3. Transfer the risen dough to a lightly floured work surface, and pat or roll it into a 16"x12" rectangle (essentially the size of a baking sheet) . Brush the dough lightly with milk.


4. Heat Nutella in the microwave for 15-20 seconds so that it is easier to spread over the dough, spread using a rubber spatula, covering the entire surface of the dough. Sprinkle with cinnamon.


5. Roll the dough into a log the long way; it'll stretch to about 20" long. Using a serrated knife, slice the log into inch thick slices. In order to cut down on drag, it helps to rinse the blade in hot water and wipe it off between slices.


6. Space eight rolls in each of the prepared pans so they're not touching. Flatten them gently. Cover the pans, and let the rolls rise till they're noticeably puffy, about 1 ½ to 2 hours; they should spread out and start to crowd one another. Brush tops with melted butter and sprinkle with sugar.
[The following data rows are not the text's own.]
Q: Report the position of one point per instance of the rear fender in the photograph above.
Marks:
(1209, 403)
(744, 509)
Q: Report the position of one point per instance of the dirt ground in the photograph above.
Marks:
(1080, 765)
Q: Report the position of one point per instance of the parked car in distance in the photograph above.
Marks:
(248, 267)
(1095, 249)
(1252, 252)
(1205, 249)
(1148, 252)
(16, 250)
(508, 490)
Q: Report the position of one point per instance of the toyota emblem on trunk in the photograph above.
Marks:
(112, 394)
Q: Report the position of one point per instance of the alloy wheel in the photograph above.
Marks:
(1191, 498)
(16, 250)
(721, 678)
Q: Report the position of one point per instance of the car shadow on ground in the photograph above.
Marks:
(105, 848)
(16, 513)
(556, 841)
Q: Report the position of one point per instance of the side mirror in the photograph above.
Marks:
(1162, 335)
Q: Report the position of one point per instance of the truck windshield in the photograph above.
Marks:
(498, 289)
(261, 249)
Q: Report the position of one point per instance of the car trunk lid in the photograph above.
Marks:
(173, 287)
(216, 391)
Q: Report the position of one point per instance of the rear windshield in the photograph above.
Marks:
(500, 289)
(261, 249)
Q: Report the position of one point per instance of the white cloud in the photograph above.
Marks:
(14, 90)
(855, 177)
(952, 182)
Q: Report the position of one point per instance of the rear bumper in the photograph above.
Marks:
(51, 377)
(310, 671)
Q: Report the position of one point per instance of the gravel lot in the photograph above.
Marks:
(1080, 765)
9. While the rolls are rising, preheat the oven to 375°F. Bake the rolls till they're brown around the edges and begin to turn light golden brown across the center, about 20 minutes.


10. Make the icing while the rolls are baking. Using a hand mixer or whisk, combine the sugar, vanilla, and enough cream or milk to make a spreadable icing.


11. Remove the rolls from the oven, and let cool for 15-20 minutes before applying the icing, enjoy immediately!



This Paska Bread recipe is not the original from my nana, but it's based off of the King Arthur flour recipe - so I recommend using King Arthur flour for this recipe and for best results.